De uitspraak van verweerder van 9 mei 2019 op het bezwaar van eiser tegen de aan eiser opgelegde naheffingsaanslag parkeerbelasting (aanslagnummer [aanslagnummer] ).

Zitting

Het onderzoek ter zitting heeft plaatsgevonden op 29 augustus 2019.
Eiser is verschenen. Verweerder heeft zich laten vertegenwoordigen door F. Westerman.

Beslissing

De rechtbank verklaart het beroep ongegrond.

Overwegingen

1. In geschil is of aan eiser terecht een naheffingsaanslag parkeerbelasting is opgelegd wegens het parkeren van de auto met kenteken [kenteken] op 27 februari 2019, omstreeks 15.12 uur, op een door parkeerapparatuur gereguleerde parkeerplaats aan de [straat] te Alphen aan den Rijn. Niet in geschil is dat eiser parkeerbelasting was verschuldigd en dat deze niet was voldaan.
2. Eiser stelt dat hij meerdere malen heeft geprobeerd om de verschuldigde parkeerbelasting te betalen en in de veronderstelling verkeerde dat deze uiteindelijk ook was betaald.

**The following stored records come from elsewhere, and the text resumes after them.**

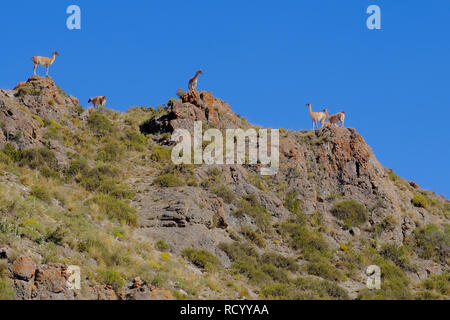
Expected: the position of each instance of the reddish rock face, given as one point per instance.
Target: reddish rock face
(24, 268)
(21, 108)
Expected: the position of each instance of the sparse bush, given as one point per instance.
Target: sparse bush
(302, 238)
(105, 179)
(395, 284)
(202, 259)
(169, 181)
(116, 209)
(28, 90)
(436, 287)
(6, 291)
(111, 151)
(280, 261)
(304, 289)
(162, 246)
(41, 193)
(101, 125)
(292, 203)
(419, 201)
(225, 193)
(351, 212)
(181, 93)
(112, 278)
(254, 237)
(322, 267)
(38, 119)
(250, 206)
(396, 254)
(161, 154)
(41, 159)
(432, 243)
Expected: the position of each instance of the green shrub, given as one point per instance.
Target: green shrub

Nadat bij gebruik van zijn betaalpas de transactie tot tweemaal toe werd afgebroken, kreeg eiser bij het contactloos betalen geen foutmelding en vervolgens de vraag of hij een betaalbewijs wilde waarna hij een uitdraai uit de automaat ontving. Hierdoor mocht hij erop vertrouwen dat de verschuldigde parkeerbelasting betaald was. Hoewel er ten tijde van de laatste betaalpoging geen zichtbaar defect aan de parkeerautomaat was, bleek uit navraag bij de gemeente dat de betreffende automaat een tijdelijke automaat was waarvan de software mogelijk verouderd was. Van bewust niet betalen is geen sprake.
3. Vaststaat dat eiser heeft geparkeerd zonder dat de verschuldigde belasting was voldaan en dat hij (ten minste) drie pogingen heeft gedaan de verschuldigde parkeerbelasting te betalen. Hoewel eiser bij de derde poging een ‘betaalbewijs’ ontving, kan hij daaraan niet het vertrouwen ontlenen dat de parkeerbelasting ook daadwerkelijk was betaald. Op het betaalbewijs staat immers expliciet en in hoofdletters vermeld “dit is geen parkeerkaart” en “afgebroken transactie”. Eiser had bij bestudering van het ‘betaalbewijs’ dan ook direct kunnen zien dat de betaling niet was gelukt. Verder is gesteld noch gebleken dat eiser een parkeerkaart heeft ontvangen. Dat eiser er niettemin vanuit ging dat de transactie was geslaagd, komt onder die omstandigheden voor zijn risico. Het is immers de verantwoordelijkheid van de parkeerder om te controleren dat hij de verschuldigde parkeerbelasting heeft betaald.
4. Verweerder heeft verklaard dat de betreffende parkeerautomaat in storing verkeerde. Dit maakt echter niet dat de naheffingsaanslag ten onrechte is opgelegd. Op de parkeerautomaat is aangegeven dat bij een storing betaald moet worden bij de dichtstbijzijnde automaat. De omstandigheid dat eiser niet op zoek is gegaan naar een andere parkeerautomaat omdat hij in de veronderstelling verkeerde dat hij had betaald, dient voor zijn risico te blijven.
5. Uit de gang van zaken en eisers verklaring daarover ter zitting leidt de rechtbank af dat eiser van goede wil was en wel degelijk parkeerbelasting wilde betalen. Nu de parkeerbelasting een objectieve belasting is, is de vraag of eiser te goeder trouw heeft gehandeld echter niet relevant.
6. Gelet op hetgeen hiervoor is overwogen, is de naheffingsaanslag terecht opgelegd en is het beroep ongegrond verklaard.
7. Voor een proceskostenveroordeling bestaat geen aanleiding.
Deze uitspraak is gedaan door mr. E.E. Schotte, rechter, in aanwezigheid van
mr. R. Vijverberg, griffier. De beslissing is in het openbaar uitgesproken op
12 september 2019.
griffier rechter
Afschrift verzonden aan partijen op:

Rechtsmiddel

Tegen deze uitspraak kunnen partijen binnen zes weken na verzending hoger beroep instellen bij het gerechtshof Den Haag (team belastingrecht), Postbus 20302,
2500 EH Den Haag.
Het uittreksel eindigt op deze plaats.